2) High Distribution loss
As per the power utility’s data, Nepal witnessed energy leakage of 11.28% in the FY 2018/19. In the past three years, the power utility has been able to reduce losses to 15.23% from 25.78% in FY 2015/16. In the FY 2017/18 the power utility lost 1156.85 GWh out of total available 7551.23 Gwh.
High system losses has been a major challenge for the power engineers in Nepal. Because of poorly maintained transformers, substations and transmission line, significant energy is lost yearly resulting in loss of revenue amounting to millions of rupees. However, NEA has been working tirelessly to upgrade the transmission system of Nepal. In the previous fiscal year only, Nepal added more than 600 km of power lines and 30 distribution substations. The utility is planning to spend more than 50% of the budget for the current fiscal year in increasing the capacity of transmission lines and power distribution infrastructure. Upgrading the existing substations and building new transmission lines and distribution grids in strategic industrial zones are expected to improve the reliability of electricity transmission throughout the grid.
3) Major dependency in ROR projects
Nepalese generation is highly ROR dependent. As per FY 2018/2019 the generation mix of Nepal is as follows:
ROR: 701 MW (56.08%)
PROR: 335 MW (26.80%)
Storage: 92 MW (7.36%)
Others: 122 MW (9.76%)
More than half of Nepalese generation comes from Run-of-River plants. These plants have an obvious draw back; they can’t be fully operated all around the year. The rivers of Nepal have seasonal variation in flow i.e. they have high discharge rate during rainy season and low discharge during dry season. This unfortunately coincides negatively with the demand of the country as general statistics show that power demand is more during winter and less in summer. Thus, Nepal is highly dependent onto India for meeting the power demand during the winter period.

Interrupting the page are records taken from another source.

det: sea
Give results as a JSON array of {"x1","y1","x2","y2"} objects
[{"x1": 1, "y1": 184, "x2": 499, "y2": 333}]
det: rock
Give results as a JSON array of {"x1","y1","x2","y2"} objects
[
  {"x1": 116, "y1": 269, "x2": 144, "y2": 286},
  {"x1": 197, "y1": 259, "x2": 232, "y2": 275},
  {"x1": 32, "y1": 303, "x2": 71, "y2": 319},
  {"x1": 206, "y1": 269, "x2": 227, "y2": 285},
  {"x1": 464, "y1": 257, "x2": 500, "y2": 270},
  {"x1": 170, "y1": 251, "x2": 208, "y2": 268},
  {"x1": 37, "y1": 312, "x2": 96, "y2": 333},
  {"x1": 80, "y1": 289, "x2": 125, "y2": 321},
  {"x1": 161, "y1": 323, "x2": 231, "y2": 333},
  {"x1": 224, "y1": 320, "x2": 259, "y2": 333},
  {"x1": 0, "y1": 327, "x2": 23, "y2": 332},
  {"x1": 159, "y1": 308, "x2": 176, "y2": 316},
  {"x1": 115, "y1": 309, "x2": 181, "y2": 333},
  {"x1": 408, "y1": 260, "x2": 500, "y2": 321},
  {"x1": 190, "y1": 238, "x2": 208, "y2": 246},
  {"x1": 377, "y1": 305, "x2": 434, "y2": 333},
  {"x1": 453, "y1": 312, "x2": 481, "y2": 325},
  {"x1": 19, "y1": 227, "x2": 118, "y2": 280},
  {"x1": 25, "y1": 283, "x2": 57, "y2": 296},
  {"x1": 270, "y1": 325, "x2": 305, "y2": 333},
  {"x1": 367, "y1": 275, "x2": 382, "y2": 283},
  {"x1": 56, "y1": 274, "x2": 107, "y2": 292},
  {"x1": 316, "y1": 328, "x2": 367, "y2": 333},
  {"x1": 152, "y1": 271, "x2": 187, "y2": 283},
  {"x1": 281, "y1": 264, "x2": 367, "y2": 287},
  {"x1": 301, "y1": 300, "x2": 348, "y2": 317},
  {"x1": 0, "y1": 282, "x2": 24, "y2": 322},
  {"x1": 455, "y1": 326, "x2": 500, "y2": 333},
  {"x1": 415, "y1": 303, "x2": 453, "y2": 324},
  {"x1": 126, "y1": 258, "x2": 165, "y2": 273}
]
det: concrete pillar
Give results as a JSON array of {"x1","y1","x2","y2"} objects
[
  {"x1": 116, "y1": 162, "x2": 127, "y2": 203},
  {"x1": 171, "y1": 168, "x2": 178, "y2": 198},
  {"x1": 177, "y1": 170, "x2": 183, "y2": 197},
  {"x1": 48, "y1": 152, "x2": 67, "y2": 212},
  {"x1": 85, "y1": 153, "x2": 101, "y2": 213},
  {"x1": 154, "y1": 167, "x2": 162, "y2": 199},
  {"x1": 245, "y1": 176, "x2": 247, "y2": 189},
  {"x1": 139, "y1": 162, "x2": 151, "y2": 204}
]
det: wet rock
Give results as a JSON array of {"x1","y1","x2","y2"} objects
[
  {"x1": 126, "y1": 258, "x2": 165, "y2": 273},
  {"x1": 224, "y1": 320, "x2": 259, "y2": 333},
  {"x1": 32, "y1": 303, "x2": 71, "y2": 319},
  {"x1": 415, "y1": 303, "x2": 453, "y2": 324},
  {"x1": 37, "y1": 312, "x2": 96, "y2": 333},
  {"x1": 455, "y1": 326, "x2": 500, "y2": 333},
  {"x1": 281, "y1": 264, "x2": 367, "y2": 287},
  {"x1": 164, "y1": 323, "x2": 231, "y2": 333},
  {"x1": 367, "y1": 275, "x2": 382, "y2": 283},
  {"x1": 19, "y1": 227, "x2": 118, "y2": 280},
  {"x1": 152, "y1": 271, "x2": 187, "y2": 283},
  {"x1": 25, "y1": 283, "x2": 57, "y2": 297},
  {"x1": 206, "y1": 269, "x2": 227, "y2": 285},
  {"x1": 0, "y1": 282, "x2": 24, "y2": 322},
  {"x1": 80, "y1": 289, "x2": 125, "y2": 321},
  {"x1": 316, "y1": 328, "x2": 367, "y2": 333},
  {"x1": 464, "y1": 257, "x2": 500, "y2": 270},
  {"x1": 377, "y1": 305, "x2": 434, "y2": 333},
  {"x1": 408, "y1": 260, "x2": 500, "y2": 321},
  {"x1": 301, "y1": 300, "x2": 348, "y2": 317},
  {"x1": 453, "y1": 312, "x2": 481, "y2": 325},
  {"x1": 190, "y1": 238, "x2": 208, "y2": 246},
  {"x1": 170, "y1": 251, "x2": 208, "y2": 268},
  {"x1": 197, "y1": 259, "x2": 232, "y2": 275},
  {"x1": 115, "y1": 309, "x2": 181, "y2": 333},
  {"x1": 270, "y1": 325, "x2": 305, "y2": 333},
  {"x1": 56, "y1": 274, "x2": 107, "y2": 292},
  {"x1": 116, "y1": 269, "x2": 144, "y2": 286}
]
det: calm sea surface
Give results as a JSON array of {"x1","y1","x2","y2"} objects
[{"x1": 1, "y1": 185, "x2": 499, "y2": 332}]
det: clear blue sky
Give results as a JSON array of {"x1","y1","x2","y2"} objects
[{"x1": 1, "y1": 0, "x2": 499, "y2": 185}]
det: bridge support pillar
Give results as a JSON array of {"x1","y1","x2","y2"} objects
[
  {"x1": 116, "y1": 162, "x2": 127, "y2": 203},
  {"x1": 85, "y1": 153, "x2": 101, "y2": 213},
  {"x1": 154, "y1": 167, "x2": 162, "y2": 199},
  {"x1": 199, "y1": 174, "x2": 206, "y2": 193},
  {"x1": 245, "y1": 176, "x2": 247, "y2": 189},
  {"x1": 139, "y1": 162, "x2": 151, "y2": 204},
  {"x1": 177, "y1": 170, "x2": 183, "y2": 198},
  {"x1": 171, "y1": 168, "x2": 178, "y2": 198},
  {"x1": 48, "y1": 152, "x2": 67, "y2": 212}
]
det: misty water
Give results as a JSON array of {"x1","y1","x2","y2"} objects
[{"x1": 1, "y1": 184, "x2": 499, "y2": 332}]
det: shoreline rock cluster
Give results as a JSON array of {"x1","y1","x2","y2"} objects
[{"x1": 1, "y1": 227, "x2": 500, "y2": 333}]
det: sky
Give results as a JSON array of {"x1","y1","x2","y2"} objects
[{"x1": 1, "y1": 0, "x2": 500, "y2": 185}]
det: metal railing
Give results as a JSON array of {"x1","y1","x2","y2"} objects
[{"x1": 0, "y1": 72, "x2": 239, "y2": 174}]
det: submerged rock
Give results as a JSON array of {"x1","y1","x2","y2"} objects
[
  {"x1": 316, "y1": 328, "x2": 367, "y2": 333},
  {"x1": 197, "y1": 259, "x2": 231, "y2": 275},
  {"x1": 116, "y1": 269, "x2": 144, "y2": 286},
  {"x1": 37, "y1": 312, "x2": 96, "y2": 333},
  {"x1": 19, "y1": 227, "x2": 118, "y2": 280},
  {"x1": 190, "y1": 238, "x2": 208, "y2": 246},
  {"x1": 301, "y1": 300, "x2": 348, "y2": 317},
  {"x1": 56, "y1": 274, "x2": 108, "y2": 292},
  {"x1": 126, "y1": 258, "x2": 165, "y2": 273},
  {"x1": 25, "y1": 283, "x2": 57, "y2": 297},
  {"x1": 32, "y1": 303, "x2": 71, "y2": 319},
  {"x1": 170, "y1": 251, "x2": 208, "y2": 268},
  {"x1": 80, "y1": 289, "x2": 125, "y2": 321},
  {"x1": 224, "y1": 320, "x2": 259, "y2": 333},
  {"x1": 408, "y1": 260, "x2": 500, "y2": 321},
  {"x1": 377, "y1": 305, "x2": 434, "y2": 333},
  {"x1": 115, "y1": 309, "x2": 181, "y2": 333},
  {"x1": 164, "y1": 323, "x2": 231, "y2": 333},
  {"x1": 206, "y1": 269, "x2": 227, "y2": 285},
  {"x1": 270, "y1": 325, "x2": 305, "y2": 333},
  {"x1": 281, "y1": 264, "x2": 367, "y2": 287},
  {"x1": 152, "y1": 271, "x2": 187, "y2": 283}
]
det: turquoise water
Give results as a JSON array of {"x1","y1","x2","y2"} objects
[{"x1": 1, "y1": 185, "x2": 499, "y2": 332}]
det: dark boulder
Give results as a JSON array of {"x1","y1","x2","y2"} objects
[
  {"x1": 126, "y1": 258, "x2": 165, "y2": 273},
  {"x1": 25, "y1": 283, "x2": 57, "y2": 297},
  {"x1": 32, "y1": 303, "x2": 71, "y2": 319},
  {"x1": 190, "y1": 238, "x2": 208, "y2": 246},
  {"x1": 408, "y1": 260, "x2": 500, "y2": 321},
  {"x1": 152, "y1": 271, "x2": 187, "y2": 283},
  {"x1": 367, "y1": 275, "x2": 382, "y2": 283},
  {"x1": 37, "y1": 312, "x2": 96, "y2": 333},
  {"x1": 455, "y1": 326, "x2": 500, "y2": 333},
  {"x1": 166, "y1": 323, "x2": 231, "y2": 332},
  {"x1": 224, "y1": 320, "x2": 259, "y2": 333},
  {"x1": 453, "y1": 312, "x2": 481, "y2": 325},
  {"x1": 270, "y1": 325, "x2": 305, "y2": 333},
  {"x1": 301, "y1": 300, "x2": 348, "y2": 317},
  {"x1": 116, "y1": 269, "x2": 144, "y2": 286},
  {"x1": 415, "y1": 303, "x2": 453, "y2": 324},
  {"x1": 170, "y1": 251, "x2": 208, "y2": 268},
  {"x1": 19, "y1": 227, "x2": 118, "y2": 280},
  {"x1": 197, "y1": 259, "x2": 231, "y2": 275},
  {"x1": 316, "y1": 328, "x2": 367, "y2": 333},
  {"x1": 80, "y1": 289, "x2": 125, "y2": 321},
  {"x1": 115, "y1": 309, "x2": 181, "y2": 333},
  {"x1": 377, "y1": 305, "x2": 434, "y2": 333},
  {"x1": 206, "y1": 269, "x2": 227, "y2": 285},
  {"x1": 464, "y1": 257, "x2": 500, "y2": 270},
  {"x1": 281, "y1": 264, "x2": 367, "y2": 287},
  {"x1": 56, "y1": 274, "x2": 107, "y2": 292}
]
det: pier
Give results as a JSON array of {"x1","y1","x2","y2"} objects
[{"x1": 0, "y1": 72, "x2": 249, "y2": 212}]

While Peaking Run-of-River (PROR) plants provide greater flexibility in operation and are capable of bridging gap between water availability and power demand, the additional cost of storage facilities required for PROR plants make their energy costlier than energy generated by ROR plants. Besides, no incentives are provided to PROR plants owing to their extra cost. But to meet the morning and evening peak, dry season peak PROR plants are most.
4) Regulated Power System Model
Nepal’s power system had a vertically integrated monopoly before the introduction of “Hydropower Development Policy -1992” and “Nepal Electricity Act-1992”. With the initiation of these policies deregulation of power system in Nepal started to take place. These policies acted as an invitation for private sectors to invest in power sector development. Investor friendly legal arrangements like tax incentives, one window arrangement, Power Purchase Rate (PPR), De-licensing up to 1MW, protection from change in law etc. were some of the initiatives taken in this act.
However, NEA still has upper hand in all forms of policy changes and PPA. Energy pooling and wholesale competition in all stages i.e. generation, transmission and distribution needs to be implemented for a completely free model of power system. And even though, for a developing country like Nepal, a single entity or organization cannot afford the capital and cost of large scale hydropower development, private entities have indeed proven their capabilities for small scale plants as can be seen from the construction of Khimti, Bhotekoshi, Indrawati and Chilime hydropower which are all privately owned and operated.